I’ve come to understand that intellect alone doesn’t move me. A work can be exquisitely researched and still fail to breathe. What stays with me are the pieces that carry a pulse—something felt before it’s understood.

And I’ve seen how powerful it can be when artists gather not to perform insight but to share experience. There’s pain in that, and beauty too. The Toronto arts community holds both: collective ache, resilience, and the small daily gestures that remind us why we keep making.

The Quiet Turn

Creatively, something in me is shifting; I speak less, listen more. The urge to explain my work into significance has faded, replaced by a quiet need for it simply to live—unforced, unreasoned. Online discourse feels less like conversation and more like noise, so I’m stepping back to let the work speak in its own time.

University has been a paradox: a place full of resources and expectations, yet strangely narrow in what it rewards. Many assignments feel like technical repetitions of ideas already seen and solved. I no longer want to reproduce the vocabulary of others. What draws me instead are the quieter questions still circling grief, time, memory, and change—questions that rarely fit the rubric but feel truer to my hand.

I’ve noticed how the academic chase for originality can start to resemble performance—the pursuit of difference for its own applause. Around me, peers race to define their voices, while mine feels softer, wider, less concerned with definition. I’m not uninspired; I’m simply in a slower season. My work wants deliberateness, not momentum.

Even in community, I sense a lingering longing—to connect more deeply, beyond roles or outcomes. Maybe that kind of connection isn’t always possible in institutional spaces built for production. And yet, rare moments remind me of what mentorship can be: conversations where curiosity meets respect, where questions are received not with critique but care.

In those exchanges, I feel most seen—not only as an image-maker but as a person still learning how to hold solitude and belonging in the same breath.

Toward Sovereignty

Something inward is shifting. My emotional landscape is changing shape, less ruled by urgency, more by pulse, by agency, by sovereignty. The more time I spend in love and longing, the more I’m drawn to a slower kind of care: deliberate, grounded, self-authored. I’m observing, learning, absorbing. Freedom, I’m realizing, isn’t the absence of structure but the right to choose which ones I build and which I leave behind.

My work mirrors this. It no longer waits for permission or praise; it moves from a place of knowing, not needing. I used to chase validation—approval from those who couldn’t see the cost of what it takes to break open vulnerability, to make something honest, and to remain in that rawness as the image freezes in time. That hunger has gone quiet.

Now I crave resonance; not recognition, but alignment. That quiet frequency beneath words where understanding arrives before it’s spoken.

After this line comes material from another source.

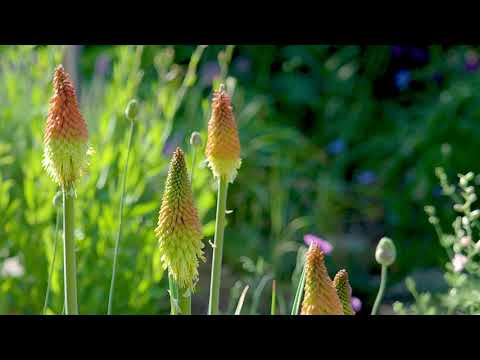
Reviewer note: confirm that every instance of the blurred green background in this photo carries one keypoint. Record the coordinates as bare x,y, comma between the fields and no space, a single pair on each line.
337,141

A pull that feels less like reaching and more like remembering.

I think about what it means to meet another who moves within that same hum—someone who listens inside the silence rather than trying to fill it, whose way of seeing feels familiar yet distinctly their own. There’s a quiet intelligence in that kind of meeting, a rhythm between sensibilities that don’t mirror but converse. To be met there requires courage—the willingness to stand within that charged stillness without retreating or reaching for definition. That is the resonance I long for now: not merely harmony, but the shared bravery of staying present in what trembles between hearts and ideas, between maker and witness, between what is felt and what is found.

Words feel blunt beside this kind of understanding. I want the work to breathe on its own terms, to live in the body before it’s named. Maybe this is what sovereignty means here: trusting that the work—and I—can simply exist, quietly and completely, without needing to explain our belonging.